Directed by Tsai Ming-liang
Written by Tsai, Yang Bi-Ying, and Tsai Yi-chun
With Lee Kang-sheng, Tien Miao, Chen Shiang-chyi and Lu Hsaio-ling
Distributed by Leisure Time Features and Kimstim
Opens in New York July 13th
Meeting a female friend (Chen), Xiao-Kang (Lee) takes her up on her request to appear as a corpse floating in a river, in a film being shot by Hong Kong director Ann Hui. After he sleeps with her, she disappears from THE RIVER. Unfortunately, pollution in the river leads to agonizing neck pain, apparently caused by an infection. His father (Tien), a closeted gay man who spends a lot of time cruising in bathhouses, is simultaneously going through his own problems created by water: his bedroom becomes drenched by a leak in the ceiling. At first, a bucket in the middle of the bed takes care of the hole, but the whole ceiling eventually looks like it's about to cave in. Both his father and mother (Lu) take their son to various forms of treatment - many of which look more painful than the neck infection itself - to no avail. Eventually, he goes on the road with his father to a Buddhist temple in search of a cure.
THE RIVER could have been designed to counter stereotypes about Asian family togetherness. Its family may live in the same apartment, but they treat each other more like distant roommates than flesh and blood. Rarely do all three appear in the same shot. Even when the father and son grow closer physically, this doesn't equate to a breakdown of emotional barriers: in fact, their most tender scene turns out to be their most disturbing.
It would be easy to say that Xiao-Kang's physical pain is a manifestation of his family's emotional emptiness. Ditto for the leak in the roof, which also makes a handy symbol of his father's discomfort in the closet. However, one could flip this analysis and say that the characters' alienation is a manifestation of an environment of their physical ills. Water crops up as so often in Tsai's films that it has the force of an idee fixe, but not necessarily one with a fixed meaning. In THE RIVER, it may represent chaos. At the same time, it's also a part of our own bodies - cue several urination scenes - and domestic life. Fish float placidly in a tank in the family's apartment, while a flood fills it with empty water bottles.
Tsai's master-shot compositions, long takes and elliptical narrative - father and son don't meet for half an hour, and at first they appear to be strangers - are on the verge of being a cliché in Asian cinema. Nevertheless, David Cronenberg's THE BROOD is the film THE RIVER reminds me most of. In many respects, it's a horror film without being a genre film. Once he begins suffering from neck pain and constantly tilts his head to one side, Lee Kang-sheng's physical presence begins transforming: his anxiety seems to stem as much from discomfort with his body as any other source. While THE HOLE describes a city beset by a virus in which people transform into insects, the roots of this notion may already be present here. Cronenberg has said that he wanted the Mantle brothers' apartment in DEAD RINGERS to look like an aquarium: the world of Tsai's films often does.

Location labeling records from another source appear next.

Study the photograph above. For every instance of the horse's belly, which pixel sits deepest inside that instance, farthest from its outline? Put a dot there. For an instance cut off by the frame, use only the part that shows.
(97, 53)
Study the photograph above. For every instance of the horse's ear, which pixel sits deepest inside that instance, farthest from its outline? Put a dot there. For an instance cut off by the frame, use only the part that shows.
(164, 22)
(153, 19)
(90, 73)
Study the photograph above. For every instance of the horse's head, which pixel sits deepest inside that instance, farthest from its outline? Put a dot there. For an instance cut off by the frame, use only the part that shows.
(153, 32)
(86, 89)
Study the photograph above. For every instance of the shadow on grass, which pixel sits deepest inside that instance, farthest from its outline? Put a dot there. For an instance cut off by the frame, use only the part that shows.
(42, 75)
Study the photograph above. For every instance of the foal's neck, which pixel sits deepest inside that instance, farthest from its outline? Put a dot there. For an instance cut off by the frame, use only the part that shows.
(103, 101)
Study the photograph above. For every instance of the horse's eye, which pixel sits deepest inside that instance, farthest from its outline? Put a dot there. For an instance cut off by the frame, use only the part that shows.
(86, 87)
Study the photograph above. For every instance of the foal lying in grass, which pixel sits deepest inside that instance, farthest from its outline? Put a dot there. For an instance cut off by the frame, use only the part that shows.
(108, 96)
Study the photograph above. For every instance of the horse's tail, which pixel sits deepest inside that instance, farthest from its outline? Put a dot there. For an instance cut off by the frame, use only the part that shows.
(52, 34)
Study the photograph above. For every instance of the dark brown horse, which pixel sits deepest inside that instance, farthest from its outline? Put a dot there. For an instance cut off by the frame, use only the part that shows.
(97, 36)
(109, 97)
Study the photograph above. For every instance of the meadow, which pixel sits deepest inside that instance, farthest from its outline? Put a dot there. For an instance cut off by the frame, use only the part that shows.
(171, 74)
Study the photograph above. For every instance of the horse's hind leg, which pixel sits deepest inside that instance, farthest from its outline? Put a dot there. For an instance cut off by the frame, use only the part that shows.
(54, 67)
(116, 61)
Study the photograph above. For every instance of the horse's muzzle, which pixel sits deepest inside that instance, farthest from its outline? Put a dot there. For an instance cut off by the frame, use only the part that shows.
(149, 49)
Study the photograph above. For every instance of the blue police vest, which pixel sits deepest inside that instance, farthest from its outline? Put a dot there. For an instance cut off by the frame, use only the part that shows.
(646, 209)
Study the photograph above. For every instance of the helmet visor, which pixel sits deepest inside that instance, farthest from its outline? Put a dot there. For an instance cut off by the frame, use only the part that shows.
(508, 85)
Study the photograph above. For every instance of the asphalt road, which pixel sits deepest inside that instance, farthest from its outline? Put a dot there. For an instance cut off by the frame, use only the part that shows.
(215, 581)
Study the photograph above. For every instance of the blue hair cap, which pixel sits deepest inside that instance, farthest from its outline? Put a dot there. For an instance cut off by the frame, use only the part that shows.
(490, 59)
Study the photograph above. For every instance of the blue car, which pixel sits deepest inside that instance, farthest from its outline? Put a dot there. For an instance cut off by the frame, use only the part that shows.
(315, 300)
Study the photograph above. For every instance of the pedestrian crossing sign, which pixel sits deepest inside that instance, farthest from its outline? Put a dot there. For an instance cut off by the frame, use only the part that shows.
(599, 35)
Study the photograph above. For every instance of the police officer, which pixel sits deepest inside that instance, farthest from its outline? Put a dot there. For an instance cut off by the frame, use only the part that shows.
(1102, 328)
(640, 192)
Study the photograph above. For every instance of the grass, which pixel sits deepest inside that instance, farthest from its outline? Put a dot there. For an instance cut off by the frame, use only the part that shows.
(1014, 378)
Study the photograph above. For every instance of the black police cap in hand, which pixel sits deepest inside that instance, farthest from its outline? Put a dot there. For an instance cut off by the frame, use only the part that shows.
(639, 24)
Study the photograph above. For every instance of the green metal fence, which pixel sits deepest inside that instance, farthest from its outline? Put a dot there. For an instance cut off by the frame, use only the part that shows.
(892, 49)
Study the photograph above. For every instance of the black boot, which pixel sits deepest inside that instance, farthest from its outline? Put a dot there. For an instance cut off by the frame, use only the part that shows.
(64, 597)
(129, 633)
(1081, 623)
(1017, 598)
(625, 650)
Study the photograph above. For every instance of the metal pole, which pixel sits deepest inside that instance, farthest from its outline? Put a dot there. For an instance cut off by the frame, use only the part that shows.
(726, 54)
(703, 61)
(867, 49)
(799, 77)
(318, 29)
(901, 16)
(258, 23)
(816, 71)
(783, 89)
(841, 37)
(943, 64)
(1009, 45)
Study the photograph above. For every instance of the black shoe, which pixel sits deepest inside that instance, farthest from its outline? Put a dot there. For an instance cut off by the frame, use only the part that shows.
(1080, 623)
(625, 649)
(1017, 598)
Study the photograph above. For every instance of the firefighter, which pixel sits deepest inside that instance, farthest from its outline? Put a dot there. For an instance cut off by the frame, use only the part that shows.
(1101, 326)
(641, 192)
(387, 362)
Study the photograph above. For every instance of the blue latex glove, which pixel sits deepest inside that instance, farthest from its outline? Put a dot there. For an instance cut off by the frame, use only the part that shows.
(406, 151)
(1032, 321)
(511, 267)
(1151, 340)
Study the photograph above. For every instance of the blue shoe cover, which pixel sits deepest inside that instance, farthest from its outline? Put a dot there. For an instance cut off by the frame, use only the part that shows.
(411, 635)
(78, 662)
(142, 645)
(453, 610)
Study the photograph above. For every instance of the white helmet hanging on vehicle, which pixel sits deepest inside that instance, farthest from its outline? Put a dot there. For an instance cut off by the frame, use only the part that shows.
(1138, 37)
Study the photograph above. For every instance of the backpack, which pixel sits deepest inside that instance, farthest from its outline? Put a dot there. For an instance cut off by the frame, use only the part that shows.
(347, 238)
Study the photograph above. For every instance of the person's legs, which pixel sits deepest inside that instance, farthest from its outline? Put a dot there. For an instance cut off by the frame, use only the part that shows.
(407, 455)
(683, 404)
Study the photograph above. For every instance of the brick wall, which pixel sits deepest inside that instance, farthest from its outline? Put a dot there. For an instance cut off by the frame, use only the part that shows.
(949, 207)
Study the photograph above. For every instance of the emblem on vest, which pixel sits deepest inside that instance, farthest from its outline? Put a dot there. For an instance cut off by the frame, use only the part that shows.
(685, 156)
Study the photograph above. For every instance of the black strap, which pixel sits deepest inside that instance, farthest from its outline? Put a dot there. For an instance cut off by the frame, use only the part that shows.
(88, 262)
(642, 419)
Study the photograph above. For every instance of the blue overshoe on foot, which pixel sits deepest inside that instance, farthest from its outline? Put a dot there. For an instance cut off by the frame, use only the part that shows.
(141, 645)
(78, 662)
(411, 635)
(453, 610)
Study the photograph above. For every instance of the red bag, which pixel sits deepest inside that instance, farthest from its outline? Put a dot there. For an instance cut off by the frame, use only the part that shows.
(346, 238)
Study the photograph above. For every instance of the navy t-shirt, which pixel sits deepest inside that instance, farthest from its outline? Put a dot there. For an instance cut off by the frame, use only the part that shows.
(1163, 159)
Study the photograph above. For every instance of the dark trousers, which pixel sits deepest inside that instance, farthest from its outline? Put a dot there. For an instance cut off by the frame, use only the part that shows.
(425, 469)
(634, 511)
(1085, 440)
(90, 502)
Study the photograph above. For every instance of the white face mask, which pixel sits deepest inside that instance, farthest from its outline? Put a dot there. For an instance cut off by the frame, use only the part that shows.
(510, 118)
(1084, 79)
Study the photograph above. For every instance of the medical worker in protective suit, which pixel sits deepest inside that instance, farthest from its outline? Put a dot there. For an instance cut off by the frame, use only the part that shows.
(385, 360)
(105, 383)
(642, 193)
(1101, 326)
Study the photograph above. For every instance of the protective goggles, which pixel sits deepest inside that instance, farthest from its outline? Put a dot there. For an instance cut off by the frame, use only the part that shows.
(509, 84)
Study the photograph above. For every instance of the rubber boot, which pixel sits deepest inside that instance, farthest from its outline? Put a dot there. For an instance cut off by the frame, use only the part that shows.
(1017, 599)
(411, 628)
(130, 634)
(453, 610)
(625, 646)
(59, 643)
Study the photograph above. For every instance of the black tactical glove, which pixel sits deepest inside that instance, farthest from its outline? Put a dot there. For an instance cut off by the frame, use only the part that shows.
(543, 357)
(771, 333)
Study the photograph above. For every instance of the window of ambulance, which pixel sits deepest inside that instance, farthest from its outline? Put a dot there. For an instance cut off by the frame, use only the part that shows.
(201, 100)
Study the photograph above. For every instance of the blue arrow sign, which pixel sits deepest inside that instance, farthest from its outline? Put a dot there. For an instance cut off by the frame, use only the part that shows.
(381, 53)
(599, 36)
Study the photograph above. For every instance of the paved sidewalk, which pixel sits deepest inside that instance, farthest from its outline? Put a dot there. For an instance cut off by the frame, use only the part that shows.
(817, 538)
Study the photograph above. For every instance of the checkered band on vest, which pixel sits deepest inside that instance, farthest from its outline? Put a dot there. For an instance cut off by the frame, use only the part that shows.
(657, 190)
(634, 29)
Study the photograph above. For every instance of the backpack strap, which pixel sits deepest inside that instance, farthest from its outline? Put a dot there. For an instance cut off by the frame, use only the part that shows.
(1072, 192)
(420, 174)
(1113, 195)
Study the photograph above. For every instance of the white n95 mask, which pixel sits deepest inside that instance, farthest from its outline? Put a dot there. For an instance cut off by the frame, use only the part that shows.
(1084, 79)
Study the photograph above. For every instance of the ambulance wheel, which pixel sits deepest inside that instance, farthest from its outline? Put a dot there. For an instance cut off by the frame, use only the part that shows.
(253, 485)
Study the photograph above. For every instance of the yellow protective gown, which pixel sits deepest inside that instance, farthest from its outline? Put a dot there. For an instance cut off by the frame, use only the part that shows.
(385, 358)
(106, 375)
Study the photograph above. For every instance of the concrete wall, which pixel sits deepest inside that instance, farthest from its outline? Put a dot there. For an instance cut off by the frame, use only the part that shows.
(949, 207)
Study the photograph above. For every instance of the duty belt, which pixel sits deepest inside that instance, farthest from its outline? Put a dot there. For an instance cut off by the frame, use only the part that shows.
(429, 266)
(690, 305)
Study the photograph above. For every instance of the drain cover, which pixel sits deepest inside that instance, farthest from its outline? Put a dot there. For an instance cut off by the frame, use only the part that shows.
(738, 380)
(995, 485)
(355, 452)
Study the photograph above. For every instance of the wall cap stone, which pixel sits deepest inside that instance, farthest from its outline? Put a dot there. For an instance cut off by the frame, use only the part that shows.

Although Tsai is openly gay, his conception of homosexuality here, including
one of the most Miserable Arthouse Sex scenes ever filmed, seems
a little blinkered. (That said, sexuality of any kind is rarely a cause
for celebration in his work.) Taken on its own, THE RIVER might seem overly
But it forms the most extreme point on a cube. Recycling many of the same actors and imagery , Tsai's work is testimony to an obsession that may surpass any particular setting or subject matter. Unlike his compatriots Edward Yang and Hou Hsaio-hsien, politics have rarely been an overt concern for him. (What would Yang or Jonathan Nossiter would make of the scene in which the father tries cruising outside a McDonald's?) Even so, VIVE L'AMOUR takes a rather gloomy view of Taipei's capitalist boom and ecological concerns hover underneath THE RIVER and THE HOLE. On top, there's an evocation of depression, a style that takes its cues from the characters' gloom (while acknowledging their rarer moments of levity and hope) and, at best, a struggle to work through all this to the other side. What would this other side look like? So far, his films don't offer too many clues, but maybe we'll found out when WHAT TIME IS IT THERE? arrives stateside. In the meantime, THE RIVER plumbs the soul's depths further than any of his other films. As a result, it may be a bit one-dimensional, but it's no less powerful than REBELS OF THE NEON GOD, VIVE L'AMOUR and THE HOLE.